Segundo o presidente, o bloqueio de três semanas é necessário para salvar centenas de milhares de vidas.

Com algumas exceções, entre elas o Brasil, líderes em todo o mundo em desenvolvimento estão fechando suas economias para barrar a pandemia.

Mas em países que já têm altos índices de mortalidade devido a outras doenças e que apresentam níveis brutais de pobreza, é possível que a cura seja pior que a doença?

Mulher cobre o rosto do filho com uma roupa em terminal de ônibus de Nova Déli - Sajjad Hussain - 29.mar.2020/AFP

Numa era de pensamento coletivo em que deixar de impor um lockdown corre o risco de levar à acusação de estar possibilitando mortes em massa, vale a pena pelo menos colocar a pergunta.

Mesmo que líderes como Modi ou Ramaphosa tenham dúvidas, pessoalmente, seus instintos de sobrevivência política podem obrigá-los a seguir adiante. É pouco provável que alguém perca apoio por ser duro demais contra o coronavírus.

Para dizer o óbvio, é mais difícil impor um lockdown em um país pobre que em um país rico.

Em cidades enormes como Lagos, Mumbai ou Manila, ordenar que as pessoas fiquem em casa significa confinar milhões de pessoas em domicílios exíguos.

Nas favelas onde até metade da população talvez resida, seis ou até oito pessoas podem ocupar cada cômodo, sem acesso fácil a água ou mesmo sabonete.

A escritora e ativista política indiana Arundhati Roy descreveu o lockdown não como um ato de distanciamento social, mas de “compressão social”.

Já é difícil manter economias ricas funcionando durante um lockdown. A enorme economia informal existente em países pobres é uma faca de dois gumes.

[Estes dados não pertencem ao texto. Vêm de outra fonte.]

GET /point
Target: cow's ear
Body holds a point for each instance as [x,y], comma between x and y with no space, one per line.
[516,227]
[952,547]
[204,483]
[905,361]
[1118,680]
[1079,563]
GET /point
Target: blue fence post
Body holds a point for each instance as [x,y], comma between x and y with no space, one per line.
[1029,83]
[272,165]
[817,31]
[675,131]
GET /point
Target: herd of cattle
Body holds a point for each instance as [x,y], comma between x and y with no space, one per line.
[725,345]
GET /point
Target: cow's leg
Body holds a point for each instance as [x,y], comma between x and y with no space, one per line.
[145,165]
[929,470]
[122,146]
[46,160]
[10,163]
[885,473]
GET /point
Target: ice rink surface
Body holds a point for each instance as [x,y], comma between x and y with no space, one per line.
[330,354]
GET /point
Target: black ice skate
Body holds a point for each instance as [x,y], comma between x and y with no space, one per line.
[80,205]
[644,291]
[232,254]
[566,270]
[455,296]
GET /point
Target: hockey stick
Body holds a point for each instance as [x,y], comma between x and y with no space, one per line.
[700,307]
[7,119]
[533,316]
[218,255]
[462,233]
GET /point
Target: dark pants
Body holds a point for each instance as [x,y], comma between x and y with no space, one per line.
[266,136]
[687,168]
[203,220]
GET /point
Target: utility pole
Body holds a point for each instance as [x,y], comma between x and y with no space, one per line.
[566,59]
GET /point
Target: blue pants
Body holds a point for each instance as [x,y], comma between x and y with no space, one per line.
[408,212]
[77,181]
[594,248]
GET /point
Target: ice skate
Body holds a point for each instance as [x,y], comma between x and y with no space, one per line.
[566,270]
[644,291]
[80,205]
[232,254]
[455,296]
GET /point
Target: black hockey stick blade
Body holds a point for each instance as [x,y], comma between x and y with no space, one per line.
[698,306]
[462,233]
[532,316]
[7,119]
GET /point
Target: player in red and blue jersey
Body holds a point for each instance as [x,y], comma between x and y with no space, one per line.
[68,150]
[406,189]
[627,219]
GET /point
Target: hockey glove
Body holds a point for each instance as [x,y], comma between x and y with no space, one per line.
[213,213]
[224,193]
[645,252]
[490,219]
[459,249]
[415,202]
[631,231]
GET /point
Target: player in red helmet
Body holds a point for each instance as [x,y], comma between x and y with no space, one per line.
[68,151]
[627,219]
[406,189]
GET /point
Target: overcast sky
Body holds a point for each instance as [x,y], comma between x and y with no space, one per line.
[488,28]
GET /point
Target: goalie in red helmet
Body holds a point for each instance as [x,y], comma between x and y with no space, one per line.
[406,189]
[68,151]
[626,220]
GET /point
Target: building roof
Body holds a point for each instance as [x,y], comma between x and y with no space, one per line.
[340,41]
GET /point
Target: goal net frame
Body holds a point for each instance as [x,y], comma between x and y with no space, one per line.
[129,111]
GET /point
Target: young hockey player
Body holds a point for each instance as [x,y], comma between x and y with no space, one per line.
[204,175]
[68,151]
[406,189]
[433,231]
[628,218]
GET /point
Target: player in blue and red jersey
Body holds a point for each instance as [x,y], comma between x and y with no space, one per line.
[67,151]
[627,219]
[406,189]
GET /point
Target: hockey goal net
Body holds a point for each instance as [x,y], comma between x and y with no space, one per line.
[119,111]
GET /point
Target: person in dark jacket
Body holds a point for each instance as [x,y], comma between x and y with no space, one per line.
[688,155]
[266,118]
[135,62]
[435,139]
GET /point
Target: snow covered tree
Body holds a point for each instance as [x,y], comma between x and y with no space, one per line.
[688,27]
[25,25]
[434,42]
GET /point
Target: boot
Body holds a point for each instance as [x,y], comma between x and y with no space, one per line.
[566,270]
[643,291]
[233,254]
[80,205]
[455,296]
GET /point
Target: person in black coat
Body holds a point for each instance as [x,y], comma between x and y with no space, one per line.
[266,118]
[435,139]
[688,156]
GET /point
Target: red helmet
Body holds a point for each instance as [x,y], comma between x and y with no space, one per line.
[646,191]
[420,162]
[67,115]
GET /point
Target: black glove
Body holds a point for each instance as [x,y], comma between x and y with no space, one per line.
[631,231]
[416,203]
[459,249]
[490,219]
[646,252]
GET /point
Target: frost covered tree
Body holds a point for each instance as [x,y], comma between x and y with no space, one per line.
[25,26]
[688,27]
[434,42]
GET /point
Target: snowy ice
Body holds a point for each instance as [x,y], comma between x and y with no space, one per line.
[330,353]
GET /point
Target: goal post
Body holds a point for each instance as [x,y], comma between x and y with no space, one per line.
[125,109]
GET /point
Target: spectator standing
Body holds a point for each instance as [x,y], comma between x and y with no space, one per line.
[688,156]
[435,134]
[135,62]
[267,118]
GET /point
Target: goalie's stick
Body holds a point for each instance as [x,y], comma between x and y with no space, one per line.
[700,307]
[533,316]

Ela pode atuar como amortecedor de choques. Algumas pessoas talvez possam sair das cidades e subsistir em pequenos lotes familiares. Mas a economia informal dificulta as coisas de outras maneiras.

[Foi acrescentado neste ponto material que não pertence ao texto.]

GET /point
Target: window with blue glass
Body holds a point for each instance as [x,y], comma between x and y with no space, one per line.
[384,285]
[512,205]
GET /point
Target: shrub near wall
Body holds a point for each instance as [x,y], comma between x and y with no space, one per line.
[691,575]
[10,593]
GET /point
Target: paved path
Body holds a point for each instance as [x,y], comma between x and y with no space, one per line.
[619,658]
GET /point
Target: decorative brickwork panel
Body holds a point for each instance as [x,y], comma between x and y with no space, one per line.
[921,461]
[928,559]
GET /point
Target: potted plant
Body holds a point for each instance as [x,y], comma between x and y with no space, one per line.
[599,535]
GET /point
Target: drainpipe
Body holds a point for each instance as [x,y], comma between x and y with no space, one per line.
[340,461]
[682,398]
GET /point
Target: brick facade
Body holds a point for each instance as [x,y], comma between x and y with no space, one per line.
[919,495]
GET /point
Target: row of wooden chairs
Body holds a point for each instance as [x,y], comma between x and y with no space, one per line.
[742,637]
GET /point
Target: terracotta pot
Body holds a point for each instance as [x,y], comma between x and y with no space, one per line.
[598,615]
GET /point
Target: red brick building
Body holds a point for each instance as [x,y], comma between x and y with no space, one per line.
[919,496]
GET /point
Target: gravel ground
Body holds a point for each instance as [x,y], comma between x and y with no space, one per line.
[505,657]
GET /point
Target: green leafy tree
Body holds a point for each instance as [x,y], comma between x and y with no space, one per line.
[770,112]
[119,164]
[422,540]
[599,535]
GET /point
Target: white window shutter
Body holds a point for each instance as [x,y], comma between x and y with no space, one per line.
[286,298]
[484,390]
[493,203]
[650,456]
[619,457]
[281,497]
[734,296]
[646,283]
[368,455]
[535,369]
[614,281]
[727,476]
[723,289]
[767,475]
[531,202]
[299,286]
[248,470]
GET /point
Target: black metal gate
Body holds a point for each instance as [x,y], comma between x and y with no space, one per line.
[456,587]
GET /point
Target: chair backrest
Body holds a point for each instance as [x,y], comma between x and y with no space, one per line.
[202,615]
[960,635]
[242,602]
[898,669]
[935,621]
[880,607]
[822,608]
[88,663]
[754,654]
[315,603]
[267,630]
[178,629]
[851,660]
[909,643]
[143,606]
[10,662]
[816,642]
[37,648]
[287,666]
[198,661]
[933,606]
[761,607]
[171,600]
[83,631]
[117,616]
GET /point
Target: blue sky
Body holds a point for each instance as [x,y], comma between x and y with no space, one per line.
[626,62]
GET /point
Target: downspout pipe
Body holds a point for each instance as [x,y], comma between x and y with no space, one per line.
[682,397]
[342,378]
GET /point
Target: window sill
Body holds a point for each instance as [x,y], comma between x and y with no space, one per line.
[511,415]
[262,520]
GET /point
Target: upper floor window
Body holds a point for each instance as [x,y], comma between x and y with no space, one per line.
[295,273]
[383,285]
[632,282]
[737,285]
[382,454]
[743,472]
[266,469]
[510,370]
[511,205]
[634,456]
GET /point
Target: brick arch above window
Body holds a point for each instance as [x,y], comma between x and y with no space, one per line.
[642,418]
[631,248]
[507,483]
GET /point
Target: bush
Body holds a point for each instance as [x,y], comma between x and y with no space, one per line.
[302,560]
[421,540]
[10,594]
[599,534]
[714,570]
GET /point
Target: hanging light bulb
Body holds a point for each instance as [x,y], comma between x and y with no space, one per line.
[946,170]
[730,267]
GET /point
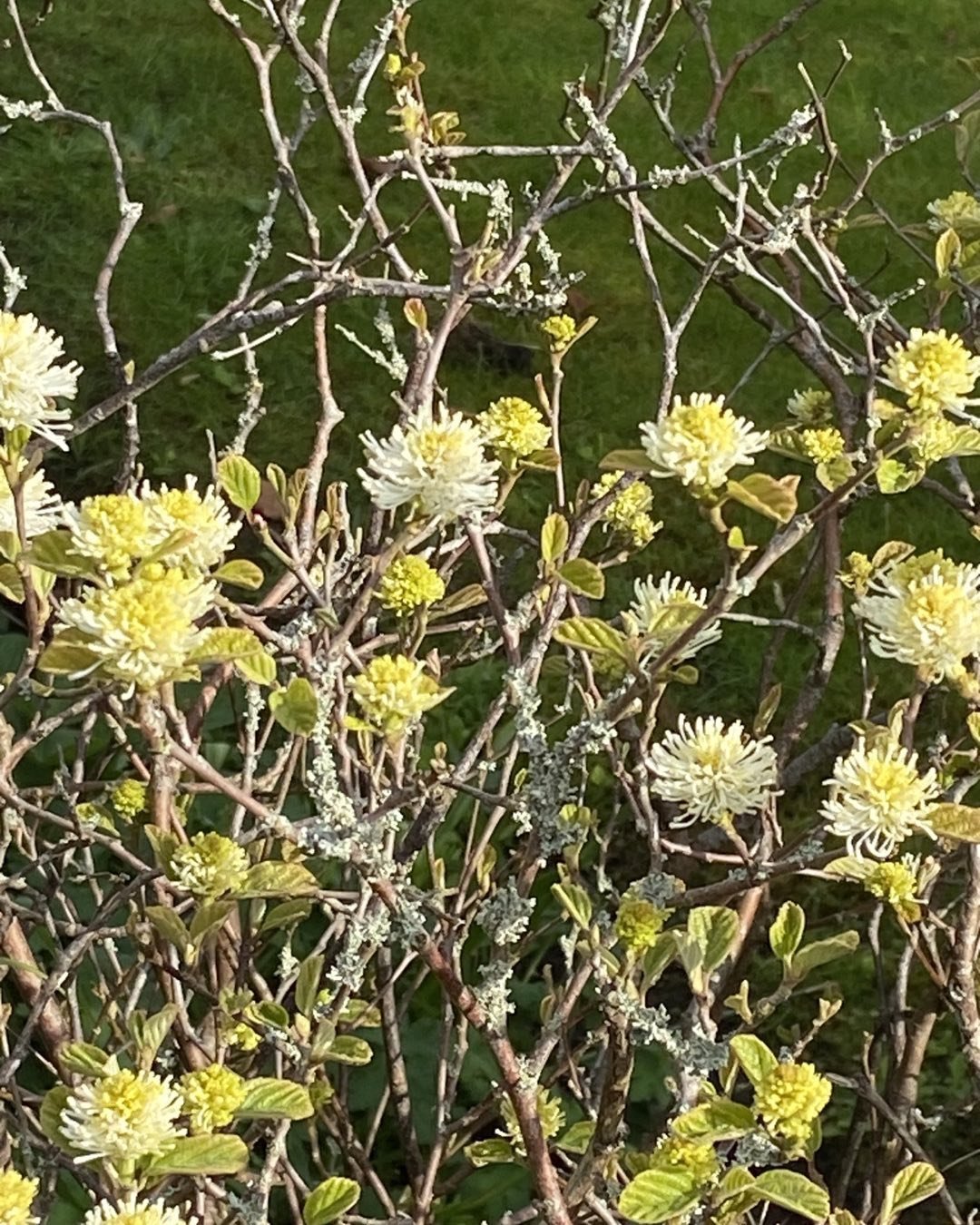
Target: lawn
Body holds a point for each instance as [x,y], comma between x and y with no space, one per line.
[181,97]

Pessoas que ganham a vida com dificuldade vendendo mercadorias nas calçadas, consertando panelas, engraxando sapatos ou fazendo tranças nos cabelos de turistas têm poucas opções de sobrevivência se são forçadas a ficar em casa.

Em questão de horas após a decretação do "lockdown" na Índia já se viam cenas lamentáveis de trabalhadores migrantes caminhando de volta a seus locais de origem, em alguns casos situados a centenas de quilômetros.

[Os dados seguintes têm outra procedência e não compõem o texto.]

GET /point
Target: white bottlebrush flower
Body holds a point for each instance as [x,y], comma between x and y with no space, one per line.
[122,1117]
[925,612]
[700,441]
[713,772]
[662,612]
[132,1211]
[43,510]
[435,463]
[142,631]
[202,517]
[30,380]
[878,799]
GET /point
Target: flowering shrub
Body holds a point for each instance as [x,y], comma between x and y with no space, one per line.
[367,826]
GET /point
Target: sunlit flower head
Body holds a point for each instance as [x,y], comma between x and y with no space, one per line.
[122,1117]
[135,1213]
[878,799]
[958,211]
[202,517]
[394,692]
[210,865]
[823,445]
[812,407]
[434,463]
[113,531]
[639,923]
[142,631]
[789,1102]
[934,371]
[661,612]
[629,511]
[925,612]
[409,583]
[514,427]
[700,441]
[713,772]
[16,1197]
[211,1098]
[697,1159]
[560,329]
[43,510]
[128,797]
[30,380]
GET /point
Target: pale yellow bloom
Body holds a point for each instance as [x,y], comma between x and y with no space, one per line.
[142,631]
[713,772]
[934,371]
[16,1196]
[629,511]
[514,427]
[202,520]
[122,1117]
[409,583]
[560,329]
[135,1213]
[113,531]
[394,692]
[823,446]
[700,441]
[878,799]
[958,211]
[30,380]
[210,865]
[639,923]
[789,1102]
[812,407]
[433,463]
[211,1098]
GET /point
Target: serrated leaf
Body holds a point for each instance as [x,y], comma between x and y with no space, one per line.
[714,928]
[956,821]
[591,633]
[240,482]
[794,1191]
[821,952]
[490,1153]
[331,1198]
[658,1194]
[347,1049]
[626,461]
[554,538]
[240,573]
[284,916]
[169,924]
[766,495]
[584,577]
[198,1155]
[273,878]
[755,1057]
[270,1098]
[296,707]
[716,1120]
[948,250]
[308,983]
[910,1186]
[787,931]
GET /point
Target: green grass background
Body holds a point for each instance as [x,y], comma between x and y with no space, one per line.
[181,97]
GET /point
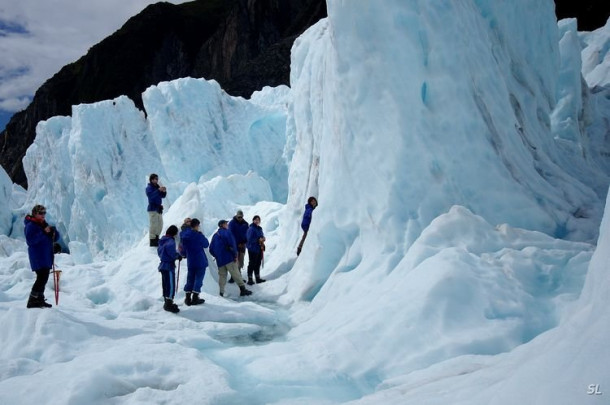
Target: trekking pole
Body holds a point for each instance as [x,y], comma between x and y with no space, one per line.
[177,279]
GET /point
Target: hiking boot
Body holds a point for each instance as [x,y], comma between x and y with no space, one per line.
[170,306]
[37,302]
[44,302]
[196,300]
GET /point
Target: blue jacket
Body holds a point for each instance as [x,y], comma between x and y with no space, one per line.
[223,247]
[155,197]
[307,217]
[239,229]
[193,242]
[255,232]
[167,253]
[40,244]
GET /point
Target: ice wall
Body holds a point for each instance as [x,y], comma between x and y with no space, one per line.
[424,129]
[6,191]
[390,136]
[91,169]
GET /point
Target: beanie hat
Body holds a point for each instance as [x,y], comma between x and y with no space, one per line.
[38,209]
[172,230]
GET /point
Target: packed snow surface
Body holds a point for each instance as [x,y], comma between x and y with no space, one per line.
[456,256]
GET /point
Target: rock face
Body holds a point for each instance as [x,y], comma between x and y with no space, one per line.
[242,44]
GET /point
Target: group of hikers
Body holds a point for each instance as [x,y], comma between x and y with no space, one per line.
[228,247]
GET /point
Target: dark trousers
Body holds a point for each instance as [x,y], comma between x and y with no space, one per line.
[168,282]
[254,264]
[42,276]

Os indícios de tensão social são visíveis em toda parte na África do Sul também.

A polícia vem usando balas de borracha e gás lacrimogêneo para implementar o distanciamento social nas densamente povoadas “townships”, onde vive a maioria negra do país ainda hoje, um quarto de século depois do fim do apartheid.

E há as bombas silenciosas, as consequências invisíveis de se combater uma doença, possivelmente ignorando outras.

Enquanto acompanhamos obsessivamente o aumento do número de mortos pelo coronavírus, apenas algumas poucas pessoas dedicadas se preocupam com os possíveis efeitos colaterais das medidas contra o vírus em um país como a República Democrática do Congo, onde no ano passado o sarampo fez 6.200 mortos, e a malária, outros 17 mil.

Se a economia desses países entrar em colapso, assassinos silenciosos como diarreia, desnutrição e mortalidade infantil podem varrer suas populações.

Alex de Waal, diretor-executivo da Fundação pela Paz Mundial, diz que os "lockdowns" só funcionam se os países conseguem fortalecer seu sistema de saúde e pela capacidade de realizar testes de coronavírus.

Eles não funcionam sem a cooperação da população, para a qual é preciso que as pessoas recebam assistência de renda e que existam cadeias de fornecimento que funcionem corretamente.

Nada disso quer dizer que líderes como Modi ou Ramaphosa tenham errado ao impor lockdowns. São decisões verdadeiramente dilacerantes a tomar em tempos de incerteza radical.

Não há muito como saber se a população correrá menos risco por ser mais jovem ou mais risco porque pode estar subnutrida ou ter imunidade comprometida.

No ano passado, segundo o Livreto de Dados sobre Mortalidade Mundial, da ONU, 9,9 milhões de pessoas morreram na Índia e 10,4 milhões na África.

Apenas em 2021 saberemos se esse número terá subido neste ano. Mesmo então, quando já for tarde demais, talvez ainda seja difícil tirar conclusões sensatas.